I have no idea, but the fact is, it did happen. I was the first DJ ever, and I'm very proud of that, to be recognised from the world of our music, from club culture. I think it was down to the many years I did at Notting Hill Carnival, that's the only thing that I can think that has been consistent and it helps social cohesion. We were doing those multicultural things, long before the word was fashionable. At carnival I always encouraged black, white, Asian, Jewish, straight, gay all the style tribes. They were probably all quite fascist in the way the looked at other style tribes but over the weekend, they would accept other styles and enjoy them for what they were or I would tell them off over the mic.
"Don't stare at me if I'm playing a guitar track, because you know I like this, and you know you do too" [laughs]. I guess it's how you present, it's the form in which you present music to people, is how they determine it. I'm honest, it doesn't always work being eclectic, but the best thing that happened to me as a DJ was the coming of the iPod and then once people were able to put music on shuffle then suddenly it made sense what people like me were doing.

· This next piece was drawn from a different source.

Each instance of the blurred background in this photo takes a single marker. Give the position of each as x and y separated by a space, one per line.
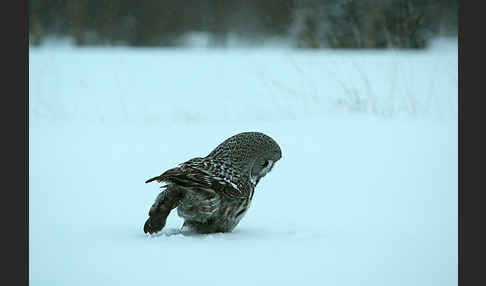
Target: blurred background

Again it's a position I would never abuse and it's a position I'm really grateful to have attained. Crowds trust me now and I have more license. I talk to DJs all the time where they say "how do you get away with playing that, I'd love to play that style but I'd never play it. Just don't really care - I guess people would appreciate that honesty. I'll be as commercial as I need to be, unashamedly commercial and DJ friendly or I'll be as obscure and anal as I need to be.